The 5 Biggest Problems with Oprah's Network

The Oprah Winfrey Network is a sprawling entrepreneurial effort by a woman who some consider to be the greatest pop cuture icon of all time. That begs the question, "So why don't I ever care to watch it?" I'm not necessarily the biggest Oprah fan on the planet, but you'd think her enormous influence would coerce me into a couple of Lifeclasses. I'm gay and stuff. I could dig it, right?

That hasn't been the case. Recently, Opra admitted in an interview with CBS that if she wrote a book about the OWN Network, it'd be called 101 Mistakes. That's a little overzealous, I think. If you subtracted 96 mistakes from that book and highlighted the following five issues, you'd uncover the network's true woes.

1. Oprah should never reduce herself to the 50+ demographic.

And now, a comprehensive catalog of The Oprah Winfrey Network's offerings: hour-long Master Class monologues by orators ranging from Ted Turner to Goldie Hawn, behind-the-scenes looks at Oprah's old talk show, Oprah's pretty damn vague Lifeclass, a new Rosie O'Donnell gabfest, old TLC shows, movies like The Color Purple and An Officer and a Gentleman, and the occasional vehicle for Dr. Oz/Suze Orman types. Altogether, it's a bunch of material aimed squarely at viewers who are entering -- as Master Class guest-star Jane Fonda would put it -- "the third act" of their lives. If most of the! shows o n your network could be fully realized in audiobook form, as these can be, you might be skewing a little ancient -- especially for a cable channel, since I don't know many grandparents who'd understand how to scroll past 14 Cinemax channels all playing Kung Fu Panda 2 to get to a Goldie Hawn soliloquoy. The mix of OWN's older demographic and deep cable placement is a recipe for major viewer disconnect.

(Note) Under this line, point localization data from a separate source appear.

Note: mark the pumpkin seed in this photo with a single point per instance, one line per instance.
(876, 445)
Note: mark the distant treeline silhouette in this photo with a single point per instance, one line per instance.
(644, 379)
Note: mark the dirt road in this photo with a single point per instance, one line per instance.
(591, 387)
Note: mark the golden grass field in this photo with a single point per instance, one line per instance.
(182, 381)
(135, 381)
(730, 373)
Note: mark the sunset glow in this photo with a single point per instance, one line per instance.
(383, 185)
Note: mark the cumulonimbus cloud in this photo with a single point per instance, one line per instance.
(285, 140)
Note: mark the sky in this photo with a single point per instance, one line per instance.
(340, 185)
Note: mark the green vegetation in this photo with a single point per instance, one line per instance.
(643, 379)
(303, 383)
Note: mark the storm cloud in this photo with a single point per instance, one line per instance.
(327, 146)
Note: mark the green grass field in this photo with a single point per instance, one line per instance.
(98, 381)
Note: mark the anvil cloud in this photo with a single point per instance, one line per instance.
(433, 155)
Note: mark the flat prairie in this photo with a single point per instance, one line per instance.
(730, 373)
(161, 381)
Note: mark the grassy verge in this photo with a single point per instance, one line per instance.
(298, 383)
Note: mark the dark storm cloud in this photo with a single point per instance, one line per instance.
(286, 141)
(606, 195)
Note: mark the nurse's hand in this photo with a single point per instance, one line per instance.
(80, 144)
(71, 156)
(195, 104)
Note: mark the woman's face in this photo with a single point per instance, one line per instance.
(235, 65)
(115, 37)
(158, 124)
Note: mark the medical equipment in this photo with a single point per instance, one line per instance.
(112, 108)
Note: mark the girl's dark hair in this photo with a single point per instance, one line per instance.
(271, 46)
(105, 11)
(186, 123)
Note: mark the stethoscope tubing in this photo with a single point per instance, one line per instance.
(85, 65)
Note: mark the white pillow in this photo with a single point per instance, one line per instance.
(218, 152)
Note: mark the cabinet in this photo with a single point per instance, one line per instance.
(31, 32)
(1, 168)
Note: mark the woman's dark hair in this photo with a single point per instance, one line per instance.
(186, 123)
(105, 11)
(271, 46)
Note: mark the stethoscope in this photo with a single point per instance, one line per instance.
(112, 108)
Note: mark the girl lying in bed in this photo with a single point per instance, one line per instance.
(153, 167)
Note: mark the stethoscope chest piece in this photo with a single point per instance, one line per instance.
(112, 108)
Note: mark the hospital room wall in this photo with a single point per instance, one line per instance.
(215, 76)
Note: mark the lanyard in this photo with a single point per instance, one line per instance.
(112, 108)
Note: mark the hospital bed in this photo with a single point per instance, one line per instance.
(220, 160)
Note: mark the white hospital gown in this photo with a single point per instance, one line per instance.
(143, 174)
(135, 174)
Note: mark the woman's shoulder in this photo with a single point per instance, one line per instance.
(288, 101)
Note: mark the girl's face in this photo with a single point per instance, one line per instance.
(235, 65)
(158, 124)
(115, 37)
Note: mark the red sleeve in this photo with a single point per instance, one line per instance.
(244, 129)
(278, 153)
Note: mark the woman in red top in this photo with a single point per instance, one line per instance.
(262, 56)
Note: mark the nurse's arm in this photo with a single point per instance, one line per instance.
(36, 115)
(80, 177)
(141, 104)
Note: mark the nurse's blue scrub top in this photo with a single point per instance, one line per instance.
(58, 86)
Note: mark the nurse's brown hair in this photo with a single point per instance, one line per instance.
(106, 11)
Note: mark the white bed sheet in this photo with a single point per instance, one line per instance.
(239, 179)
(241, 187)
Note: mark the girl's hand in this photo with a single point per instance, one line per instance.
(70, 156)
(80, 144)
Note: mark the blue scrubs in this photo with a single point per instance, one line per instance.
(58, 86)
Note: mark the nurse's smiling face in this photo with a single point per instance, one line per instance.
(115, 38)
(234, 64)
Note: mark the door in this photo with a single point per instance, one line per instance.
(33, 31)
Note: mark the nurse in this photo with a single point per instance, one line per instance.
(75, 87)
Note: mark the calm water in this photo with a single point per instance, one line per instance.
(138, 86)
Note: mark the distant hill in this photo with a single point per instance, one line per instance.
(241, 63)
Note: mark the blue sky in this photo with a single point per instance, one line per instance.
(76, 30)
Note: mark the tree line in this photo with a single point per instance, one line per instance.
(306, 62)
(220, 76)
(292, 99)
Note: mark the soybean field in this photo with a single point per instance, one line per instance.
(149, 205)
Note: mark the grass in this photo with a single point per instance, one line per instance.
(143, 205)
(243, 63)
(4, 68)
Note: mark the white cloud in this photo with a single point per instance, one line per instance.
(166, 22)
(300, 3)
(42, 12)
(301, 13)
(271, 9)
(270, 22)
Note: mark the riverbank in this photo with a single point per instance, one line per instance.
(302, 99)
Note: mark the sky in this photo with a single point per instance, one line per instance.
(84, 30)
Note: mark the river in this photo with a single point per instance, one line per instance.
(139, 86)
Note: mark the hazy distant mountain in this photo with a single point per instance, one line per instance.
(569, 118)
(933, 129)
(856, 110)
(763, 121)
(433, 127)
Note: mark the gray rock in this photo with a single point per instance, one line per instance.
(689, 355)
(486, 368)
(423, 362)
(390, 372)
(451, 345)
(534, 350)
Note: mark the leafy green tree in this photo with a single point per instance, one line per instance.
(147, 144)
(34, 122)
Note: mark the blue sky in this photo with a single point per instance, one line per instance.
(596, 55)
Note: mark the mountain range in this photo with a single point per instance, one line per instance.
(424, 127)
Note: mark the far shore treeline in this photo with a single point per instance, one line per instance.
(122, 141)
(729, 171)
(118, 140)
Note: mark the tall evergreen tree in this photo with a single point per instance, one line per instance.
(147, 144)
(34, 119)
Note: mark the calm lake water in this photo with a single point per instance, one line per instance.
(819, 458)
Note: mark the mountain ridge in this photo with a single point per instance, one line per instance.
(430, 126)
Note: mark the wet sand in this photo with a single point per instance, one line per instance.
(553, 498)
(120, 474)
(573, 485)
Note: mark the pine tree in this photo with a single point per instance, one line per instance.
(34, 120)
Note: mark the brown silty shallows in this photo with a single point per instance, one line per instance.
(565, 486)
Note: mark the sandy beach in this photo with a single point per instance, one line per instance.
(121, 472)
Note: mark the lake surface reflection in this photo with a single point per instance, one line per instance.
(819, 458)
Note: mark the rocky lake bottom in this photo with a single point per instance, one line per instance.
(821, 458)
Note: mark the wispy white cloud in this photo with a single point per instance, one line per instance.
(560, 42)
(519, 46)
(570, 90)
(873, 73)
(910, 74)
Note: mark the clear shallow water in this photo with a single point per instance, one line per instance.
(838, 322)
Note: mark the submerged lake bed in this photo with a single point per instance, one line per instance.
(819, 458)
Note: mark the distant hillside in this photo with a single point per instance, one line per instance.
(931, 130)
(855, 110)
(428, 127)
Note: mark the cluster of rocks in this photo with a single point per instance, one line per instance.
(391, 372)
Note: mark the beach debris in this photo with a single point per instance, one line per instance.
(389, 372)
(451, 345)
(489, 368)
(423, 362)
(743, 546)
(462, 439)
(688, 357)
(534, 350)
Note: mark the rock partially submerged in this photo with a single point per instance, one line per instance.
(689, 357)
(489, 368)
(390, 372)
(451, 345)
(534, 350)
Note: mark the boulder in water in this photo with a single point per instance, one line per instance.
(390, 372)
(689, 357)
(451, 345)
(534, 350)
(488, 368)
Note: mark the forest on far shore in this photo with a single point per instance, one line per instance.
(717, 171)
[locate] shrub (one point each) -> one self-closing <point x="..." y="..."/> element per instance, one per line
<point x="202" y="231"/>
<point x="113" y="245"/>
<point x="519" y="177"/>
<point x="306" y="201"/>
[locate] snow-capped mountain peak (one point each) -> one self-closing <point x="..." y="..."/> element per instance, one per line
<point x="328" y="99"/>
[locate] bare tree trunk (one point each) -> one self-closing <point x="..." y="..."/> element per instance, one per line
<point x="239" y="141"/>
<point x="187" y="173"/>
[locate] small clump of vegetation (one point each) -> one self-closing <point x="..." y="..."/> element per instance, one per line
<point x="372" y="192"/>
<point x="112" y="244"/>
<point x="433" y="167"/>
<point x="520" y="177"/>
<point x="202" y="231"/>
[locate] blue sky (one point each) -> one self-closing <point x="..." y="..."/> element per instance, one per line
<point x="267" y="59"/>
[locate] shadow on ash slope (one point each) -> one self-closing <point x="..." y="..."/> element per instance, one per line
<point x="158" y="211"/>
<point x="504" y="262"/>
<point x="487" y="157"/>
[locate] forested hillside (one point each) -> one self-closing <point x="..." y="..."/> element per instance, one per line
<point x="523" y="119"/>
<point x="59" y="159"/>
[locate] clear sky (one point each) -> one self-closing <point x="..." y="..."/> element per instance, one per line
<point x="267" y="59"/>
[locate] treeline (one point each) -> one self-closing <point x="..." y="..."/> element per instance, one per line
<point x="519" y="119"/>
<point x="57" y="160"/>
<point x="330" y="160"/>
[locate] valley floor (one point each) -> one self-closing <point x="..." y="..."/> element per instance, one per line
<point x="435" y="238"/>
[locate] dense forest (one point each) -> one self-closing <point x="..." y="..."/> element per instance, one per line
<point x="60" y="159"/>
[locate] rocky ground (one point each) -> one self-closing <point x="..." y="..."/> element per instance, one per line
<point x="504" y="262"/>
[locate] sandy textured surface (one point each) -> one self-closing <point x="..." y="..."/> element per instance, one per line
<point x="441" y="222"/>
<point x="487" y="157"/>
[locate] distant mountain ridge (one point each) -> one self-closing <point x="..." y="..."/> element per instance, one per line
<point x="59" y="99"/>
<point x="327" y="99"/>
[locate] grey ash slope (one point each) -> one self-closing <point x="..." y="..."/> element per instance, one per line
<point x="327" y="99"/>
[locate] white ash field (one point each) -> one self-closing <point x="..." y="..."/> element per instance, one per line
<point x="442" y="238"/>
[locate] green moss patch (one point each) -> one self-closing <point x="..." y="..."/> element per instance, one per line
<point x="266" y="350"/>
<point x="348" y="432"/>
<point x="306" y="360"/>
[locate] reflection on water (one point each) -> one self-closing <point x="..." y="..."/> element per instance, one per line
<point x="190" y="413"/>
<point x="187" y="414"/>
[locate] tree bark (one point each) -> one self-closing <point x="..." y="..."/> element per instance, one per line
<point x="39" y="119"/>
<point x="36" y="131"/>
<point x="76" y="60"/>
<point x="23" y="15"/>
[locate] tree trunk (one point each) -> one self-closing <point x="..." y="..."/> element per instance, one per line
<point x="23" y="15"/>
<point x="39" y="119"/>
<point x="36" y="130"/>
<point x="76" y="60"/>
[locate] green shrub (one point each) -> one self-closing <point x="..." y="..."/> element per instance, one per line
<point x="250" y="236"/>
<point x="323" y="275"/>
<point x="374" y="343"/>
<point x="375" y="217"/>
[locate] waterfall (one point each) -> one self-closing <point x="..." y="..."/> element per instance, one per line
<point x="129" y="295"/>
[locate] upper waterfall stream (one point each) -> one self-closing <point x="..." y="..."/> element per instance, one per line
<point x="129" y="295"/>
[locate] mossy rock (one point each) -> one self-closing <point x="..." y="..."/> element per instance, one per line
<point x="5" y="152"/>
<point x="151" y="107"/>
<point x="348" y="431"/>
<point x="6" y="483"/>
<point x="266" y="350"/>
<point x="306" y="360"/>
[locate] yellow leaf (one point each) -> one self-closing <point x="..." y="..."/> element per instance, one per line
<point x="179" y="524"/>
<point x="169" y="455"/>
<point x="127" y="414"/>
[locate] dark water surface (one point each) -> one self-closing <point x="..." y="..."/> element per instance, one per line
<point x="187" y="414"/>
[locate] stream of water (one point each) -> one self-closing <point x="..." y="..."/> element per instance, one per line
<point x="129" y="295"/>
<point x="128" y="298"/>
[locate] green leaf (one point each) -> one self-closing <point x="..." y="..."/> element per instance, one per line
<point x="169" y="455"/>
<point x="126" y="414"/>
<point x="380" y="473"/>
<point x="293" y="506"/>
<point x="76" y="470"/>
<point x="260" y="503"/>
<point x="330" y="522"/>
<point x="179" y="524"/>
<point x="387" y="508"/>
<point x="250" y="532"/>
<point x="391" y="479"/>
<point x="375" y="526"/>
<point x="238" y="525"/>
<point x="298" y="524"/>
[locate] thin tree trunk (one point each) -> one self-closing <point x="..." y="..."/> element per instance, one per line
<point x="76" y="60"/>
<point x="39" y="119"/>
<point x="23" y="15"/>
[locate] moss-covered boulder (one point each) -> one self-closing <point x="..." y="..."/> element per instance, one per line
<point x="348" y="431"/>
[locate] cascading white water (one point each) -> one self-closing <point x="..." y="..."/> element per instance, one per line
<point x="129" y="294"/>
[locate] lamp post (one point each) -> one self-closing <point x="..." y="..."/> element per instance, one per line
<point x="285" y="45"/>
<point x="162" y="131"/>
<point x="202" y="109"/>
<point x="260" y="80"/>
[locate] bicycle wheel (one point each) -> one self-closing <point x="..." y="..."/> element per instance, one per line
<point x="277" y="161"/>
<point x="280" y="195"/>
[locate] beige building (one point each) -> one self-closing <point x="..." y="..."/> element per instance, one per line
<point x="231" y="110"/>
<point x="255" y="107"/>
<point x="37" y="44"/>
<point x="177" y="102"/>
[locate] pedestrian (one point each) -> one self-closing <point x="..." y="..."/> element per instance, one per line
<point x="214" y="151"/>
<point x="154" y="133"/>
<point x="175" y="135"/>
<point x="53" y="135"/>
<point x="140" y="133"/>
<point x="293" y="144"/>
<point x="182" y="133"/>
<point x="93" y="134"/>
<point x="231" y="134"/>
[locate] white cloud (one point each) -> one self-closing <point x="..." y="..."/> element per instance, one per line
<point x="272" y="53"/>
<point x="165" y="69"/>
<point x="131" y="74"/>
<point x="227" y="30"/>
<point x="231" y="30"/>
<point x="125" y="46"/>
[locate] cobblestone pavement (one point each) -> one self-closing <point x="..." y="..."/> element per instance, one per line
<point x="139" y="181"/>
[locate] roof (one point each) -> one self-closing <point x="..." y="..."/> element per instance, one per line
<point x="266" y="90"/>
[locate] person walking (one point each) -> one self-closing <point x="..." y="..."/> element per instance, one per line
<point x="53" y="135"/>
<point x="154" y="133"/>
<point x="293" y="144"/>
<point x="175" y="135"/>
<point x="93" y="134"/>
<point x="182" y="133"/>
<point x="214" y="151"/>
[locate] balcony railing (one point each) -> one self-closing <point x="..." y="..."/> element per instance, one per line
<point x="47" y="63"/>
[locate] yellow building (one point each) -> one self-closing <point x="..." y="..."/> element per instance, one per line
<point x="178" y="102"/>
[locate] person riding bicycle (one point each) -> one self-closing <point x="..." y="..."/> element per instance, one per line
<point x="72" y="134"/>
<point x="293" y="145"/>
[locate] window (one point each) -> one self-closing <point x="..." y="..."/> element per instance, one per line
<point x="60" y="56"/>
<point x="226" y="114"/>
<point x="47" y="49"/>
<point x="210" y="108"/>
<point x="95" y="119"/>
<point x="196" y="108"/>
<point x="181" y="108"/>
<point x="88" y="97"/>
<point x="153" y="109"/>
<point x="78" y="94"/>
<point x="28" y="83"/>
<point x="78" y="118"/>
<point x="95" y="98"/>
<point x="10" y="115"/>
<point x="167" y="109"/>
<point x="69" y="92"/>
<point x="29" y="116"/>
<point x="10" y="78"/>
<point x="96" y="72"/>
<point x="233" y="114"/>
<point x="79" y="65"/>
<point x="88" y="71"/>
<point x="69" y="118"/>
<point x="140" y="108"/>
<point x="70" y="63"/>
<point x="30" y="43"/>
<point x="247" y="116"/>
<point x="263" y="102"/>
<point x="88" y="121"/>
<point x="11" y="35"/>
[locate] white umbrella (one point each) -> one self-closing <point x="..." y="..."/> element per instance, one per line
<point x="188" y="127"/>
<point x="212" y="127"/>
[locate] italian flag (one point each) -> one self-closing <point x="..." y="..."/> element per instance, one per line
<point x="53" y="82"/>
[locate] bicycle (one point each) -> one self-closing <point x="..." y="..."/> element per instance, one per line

2. The programming on OWN proves that Oprah doesn't understand her own appeal

When Oprah pontificates about "egolessness" and living in the present as she did on Lifeclass, I endure the same abdominal pains as when Madonna writes preachy lyrics or duets desperately with Britney Spears or Nicki Minaj. Both Oprah and Madonna, in and of their entities, are luminous symbols of steely self-possession. But when they resort to grandstanding and speechifying, they undermine their own signature confidence, condescendingly ask for respect, and admit that they no longer have faith in their own fearsome symbology. Oprah used to be about vulnerability, candor, and fieriness in the late '80s, her true prime. The Oprah of today is more concerned with ditching her fieriness -- which is wrapped up in "ego" -- and explaining how to feel like Oprah. That's worth a book or two, but not an ongoing, unyielding channel.